The Rugby Football Union denied Monday they had approached Australia coach Michael Cheika about the possibility of succeeding England boss Stuart Lancaster.
Australian press reports said RFU president Jason Leonard had made contact with Cheika during the Wallabies' World Cup campaign in England.
However, a spokesman for the RFU, England's national governing body, said Monday: "There has been no contact."
Cheika, contracted to the Australian Rugby Union (ARU) until 2017, is now one of the highest profile names in international rugby coaching after guiding the Wallabies to the World Cup final just a year after taking charge.
The 48-year-old Australian also boasts an impressive club coaching record, having won the European Cup with Irish province Leinster and the southern hemisphere Super Rugby title with the New South Wales Waratahs.
A day after the World Cup final, which Australia lost 34-17 to defending champions New Zealand at Twickenham on October 31, Cheika was named World Rugby's coach of the year.
Former Leeds coach Lancaster has a rather more modest CV but what has really put his position in jeopardy is that, under him, England became the first World Cup host nation to be eliminated from the tournament in the pool phase following defeats by Wales and Australia.
The RFU set-up a five-man panel to review England's dismal World Cup campaign and Twickenham chiefs are due to receive their report on November 17.
One of the key decisions facing the RFU is whether to stick with Lancaster, whose England contract runs beyond the 2019 World Cup in Japan, or bring in someone else.
According to The Australian newspaper, former England international Leonard -- a World Cup-winning prop back in 2003 -- made contact with Cheika, who indicated after this year's final that he wanted to carry on his work with the Wallabies.
England have never had an overseas coach and, with Lancaster not having resigned, there is no vacancy at the present time.
But that hasn't stopped a flood of speculation about who might replace the Englishman.
In addition to Cheika, the likes of Wales boss Warren Gatland and Ireland's Joe Schmidt -- both New Zealanders -- as well as South Africa's Nick Mallett have all been linked with the England job.
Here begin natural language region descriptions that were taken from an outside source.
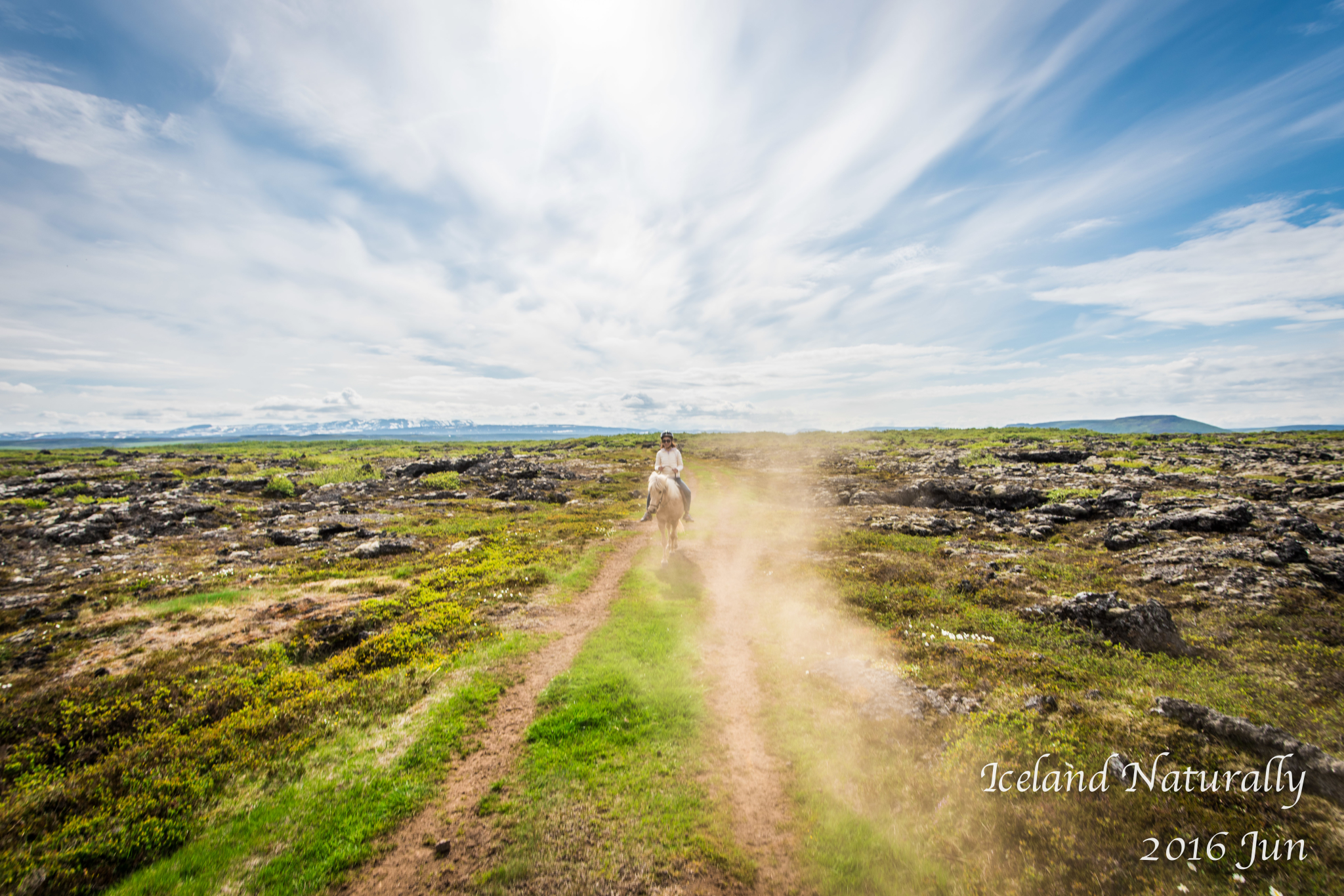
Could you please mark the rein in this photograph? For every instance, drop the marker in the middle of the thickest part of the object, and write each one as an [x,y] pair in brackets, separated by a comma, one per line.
[654,510]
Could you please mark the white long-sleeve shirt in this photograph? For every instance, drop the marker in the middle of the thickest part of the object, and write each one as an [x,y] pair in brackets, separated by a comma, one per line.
[668,458]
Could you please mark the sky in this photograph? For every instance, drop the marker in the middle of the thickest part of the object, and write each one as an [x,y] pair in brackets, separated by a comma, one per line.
[727,215]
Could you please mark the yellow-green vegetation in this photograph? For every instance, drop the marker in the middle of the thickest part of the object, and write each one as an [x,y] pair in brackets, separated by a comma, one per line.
[280,487]
[303,834]
[1057,496]
[351,472]
[1261,664]
[448,480]
[164,760]
[27,504]
[620,754]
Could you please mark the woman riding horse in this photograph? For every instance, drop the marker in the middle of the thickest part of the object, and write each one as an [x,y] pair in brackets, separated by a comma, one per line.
[668,462]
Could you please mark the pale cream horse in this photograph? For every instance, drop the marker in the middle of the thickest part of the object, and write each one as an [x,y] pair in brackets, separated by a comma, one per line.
[667,507]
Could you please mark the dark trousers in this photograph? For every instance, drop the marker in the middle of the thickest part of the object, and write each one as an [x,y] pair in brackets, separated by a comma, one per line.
[686,496]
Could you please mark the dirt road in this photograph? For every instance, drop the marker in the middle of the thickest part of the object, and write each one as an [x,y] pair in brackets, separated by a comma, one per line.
[410,865]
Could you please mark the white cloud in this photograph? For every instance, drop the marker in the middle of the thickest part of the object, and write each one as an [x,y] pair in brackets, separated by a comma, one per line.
[688,210]
[1085,228]
[1254,265]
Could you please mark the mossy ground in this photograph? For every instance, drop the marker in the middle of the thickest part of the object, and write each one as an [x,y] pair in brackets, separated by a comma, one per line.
[105,774]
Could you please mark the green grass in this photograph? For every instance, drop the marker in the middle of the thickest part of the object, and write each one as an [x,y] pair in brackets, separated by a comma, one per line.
[27,504]
[301,836]
[280,487]
[620,750]
[195,601]
[351,472]
[1059,496]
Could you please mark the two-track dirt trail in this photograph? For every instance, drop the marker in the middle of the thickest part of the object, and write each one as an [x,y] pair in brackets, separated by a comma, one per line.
[736,586]
[746,546]
[410,865]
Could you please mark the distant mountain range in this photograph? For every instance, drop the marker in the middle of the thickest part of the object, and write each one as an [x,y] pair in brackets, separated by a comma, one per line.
[468,432]
[1163,424]
[381,429]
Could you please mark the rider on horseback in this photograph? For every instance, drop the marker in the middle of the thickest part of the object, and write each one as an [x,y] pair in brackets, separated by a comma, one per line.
[668,462]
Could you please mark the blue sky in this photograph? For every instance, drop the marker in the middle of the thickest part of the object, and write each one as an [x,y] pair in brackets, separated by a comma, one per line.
[719,215]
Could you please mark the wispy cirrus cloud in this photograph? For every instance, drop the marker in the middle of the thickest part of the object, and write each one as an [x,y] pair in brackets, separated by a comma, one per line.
[781,215]
[1255,264]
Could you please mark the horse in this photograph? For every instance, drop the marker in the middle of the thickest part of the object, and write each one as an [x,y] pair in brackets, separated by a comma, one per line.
[667,507]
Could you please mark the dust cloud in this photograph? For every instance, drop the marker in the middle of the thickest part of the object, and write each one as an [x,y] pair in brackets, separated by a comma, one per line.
[820,751]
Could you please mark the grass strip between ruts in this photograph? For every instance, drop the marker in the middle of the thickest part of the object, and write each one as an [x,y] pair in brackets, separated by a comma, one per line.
[612,783]
[305,834]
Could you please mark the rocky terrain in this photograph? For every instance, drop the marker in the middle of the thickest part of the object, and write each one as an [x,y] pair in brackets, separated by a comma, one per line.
[106,528]
[1234,519]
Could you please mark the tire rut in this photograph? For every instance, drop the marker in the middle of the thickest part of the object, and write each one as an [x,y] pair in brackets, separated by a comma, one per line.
[408,863]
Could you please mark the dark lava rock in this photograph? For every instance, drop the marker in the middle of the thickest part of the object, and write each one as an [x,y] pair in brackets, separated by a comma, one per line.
[1148,628]
[78,533]
[1122,538]
[1042,703]
[436,465]
[1051,456]
[1327,778]
[956,493]
[385,547]
[1291,551]
[1226,518]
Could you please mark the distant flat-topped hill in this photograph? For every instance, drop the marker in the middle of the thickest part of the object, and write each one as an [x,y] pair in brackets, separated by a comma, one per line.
[1164,424]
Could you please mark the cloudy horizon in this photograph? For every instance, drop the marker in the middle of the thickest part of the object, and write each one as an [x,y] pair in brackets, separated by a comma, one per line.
[684,215]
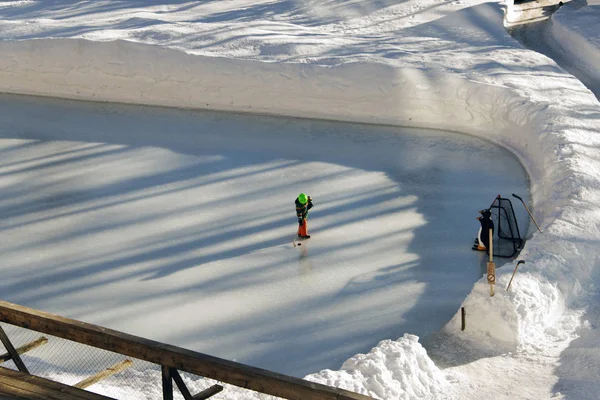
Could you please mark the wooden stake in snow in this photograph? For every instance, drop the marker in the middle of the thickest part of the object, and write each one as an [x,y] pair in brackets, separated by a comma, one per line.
[491,270]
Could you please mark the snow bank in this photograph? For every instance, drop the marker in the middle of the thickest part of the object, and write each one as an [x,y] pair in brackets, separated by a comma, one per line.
[397,369]
[556,141]
[574,33]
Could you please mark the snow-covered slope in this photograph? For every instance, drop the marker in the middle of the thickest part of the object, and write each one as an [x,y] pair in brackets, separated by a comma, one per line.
[418,63]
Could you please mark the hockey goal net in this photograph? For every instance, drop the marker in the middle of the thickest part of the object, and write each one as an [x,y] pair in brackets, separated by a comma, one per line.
[507,238]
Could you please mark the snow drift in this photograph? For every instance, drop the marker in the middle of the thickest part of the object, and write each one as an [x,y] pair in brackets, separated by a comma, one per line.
[555,140]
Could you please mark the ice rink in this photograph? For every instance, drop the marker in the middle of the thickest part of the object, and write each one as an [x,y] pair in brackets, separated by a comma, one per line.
[177,226]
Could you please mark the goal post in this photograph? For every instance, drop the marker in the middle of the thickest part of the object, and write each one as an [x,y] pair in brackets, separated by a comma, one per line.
[507,237]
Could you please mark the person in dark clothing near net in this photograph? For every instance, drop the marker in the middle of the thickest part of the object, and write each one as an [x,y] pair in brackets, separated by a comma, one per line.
[303,204]
[482,242]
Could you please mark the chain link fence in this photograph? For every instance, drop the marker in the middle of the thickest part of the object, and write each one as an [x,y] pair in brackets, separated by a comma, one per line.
[128,378]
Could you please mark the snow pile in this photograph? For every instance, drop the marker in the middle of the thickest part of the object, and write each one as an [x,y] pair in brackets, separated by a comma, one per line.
[397,369]
[574,30]
[477,80]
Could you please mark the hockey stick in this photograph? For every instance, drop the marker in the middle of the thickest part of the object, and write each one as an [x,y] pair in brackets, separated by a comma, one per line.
[491,266]
[528,212]
[514,272]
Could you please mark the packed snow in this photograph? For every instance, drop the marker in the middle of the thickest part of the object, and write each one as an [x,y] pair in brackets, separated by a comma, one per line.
[426,64]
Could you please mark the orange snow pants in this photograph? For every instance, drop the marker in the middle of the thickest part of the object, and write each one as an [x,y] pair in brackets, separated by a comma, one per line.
[303,229]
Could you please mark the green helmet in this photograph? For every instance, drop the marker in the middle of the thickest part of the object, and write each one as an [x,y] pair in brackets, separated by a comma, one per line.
[302,198]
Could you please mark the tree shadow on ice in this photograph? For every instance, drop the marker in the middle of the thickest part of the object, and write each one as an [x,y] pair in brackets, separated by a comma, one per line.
[395,214]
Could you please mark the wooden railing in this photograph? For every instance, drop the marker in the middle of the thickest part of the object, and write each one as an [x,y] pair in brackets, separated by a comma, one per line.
[172,358]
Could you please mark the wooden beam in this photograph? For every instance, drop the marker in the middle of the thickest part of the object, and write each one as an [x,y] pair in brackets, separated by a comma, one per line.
[31,387]
[210,392]
[12,351]
[167,383]
[24,349]
[200,364]
[115,369]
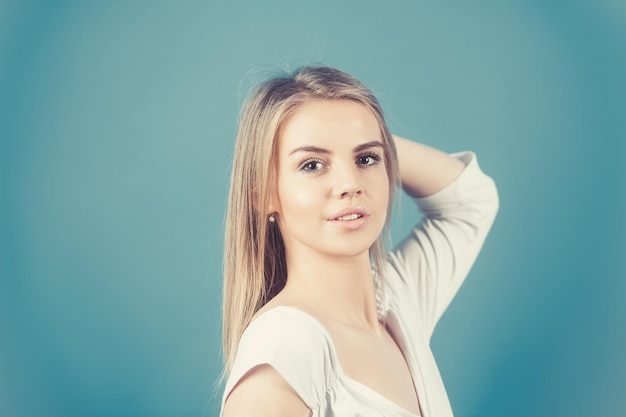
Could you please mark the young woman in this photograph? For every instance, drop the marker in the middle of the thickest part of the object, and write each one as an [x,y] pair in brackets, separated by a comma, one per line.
[318,319]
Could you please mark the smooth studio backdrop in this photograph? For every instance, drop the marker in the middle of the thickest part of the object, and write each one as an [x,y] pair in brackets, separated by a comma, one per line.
[117,122]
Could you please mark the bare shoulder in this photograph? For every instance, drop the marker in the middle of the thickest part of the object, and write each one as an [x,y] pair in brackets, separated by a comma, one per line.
[263,392]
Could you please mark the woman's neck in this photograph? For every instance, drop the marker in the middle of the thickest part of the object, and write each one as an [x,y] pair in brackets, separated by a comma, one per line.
[338,288]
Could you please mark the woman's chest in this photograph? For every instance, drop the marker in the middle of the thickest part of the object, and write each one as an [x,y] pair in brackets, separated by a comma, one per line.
[376,362]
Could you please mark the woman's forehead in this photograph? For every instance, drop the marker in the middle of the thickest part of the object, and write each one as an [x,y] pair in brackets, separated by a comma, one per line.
[328,123]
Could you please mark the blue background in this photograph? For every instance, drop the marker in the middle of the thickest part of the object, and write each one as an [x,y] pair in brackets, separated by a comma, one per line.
[117,122]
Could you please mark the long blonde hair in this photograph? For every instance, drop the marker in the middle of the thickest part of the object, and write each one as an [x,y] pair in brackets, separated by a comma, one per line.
[254,255]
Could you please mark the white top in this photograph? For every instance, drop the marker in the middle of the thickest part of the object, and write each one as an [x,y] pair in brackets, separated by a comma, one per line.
[424,273]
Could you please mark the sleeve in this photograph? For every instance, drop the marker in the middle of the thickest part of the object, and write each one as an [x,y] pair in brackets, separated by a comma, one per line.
[292,343]
[427,268]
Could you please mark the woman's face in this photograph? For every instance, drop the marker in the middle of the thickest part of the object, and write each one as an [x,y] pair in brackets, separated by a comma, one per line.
[332,186]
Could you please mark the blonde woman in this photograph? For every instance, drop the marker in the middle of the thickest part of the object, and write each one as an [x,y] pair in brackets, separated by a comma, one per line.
[318,319]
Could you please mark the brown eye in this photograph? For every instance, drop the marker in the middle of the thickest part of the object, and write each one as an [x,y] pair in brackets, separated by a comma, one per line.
[311,165]
[368,159]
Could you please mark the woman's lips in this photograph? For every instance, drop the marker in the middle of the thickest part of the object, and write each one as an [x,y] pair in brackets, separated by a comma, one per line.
[350,218]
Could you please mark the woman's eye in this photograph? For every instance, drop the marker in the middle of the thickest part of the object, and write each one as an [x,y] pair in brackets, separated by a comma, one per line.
[368,159]
[312,165]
So too has Eddie Jones, the Australian who was in charge of the Wallabies when England beat them in the 2003 final, after his impressive feat in guiding Japan to three wins at this year's edition, including a shock victory over rugby giants South Africa -- the biggest World Cup upset of them all.
Cheika will be back in England later this month to coach a star-studded Barbarians side, mainly made up of players from Australia, New Zealand and South Africa, in the invitational side's 125th anniversary fixtures against Gloucester at Kingsholm on November 17 and Argentina at Twickenham four days later.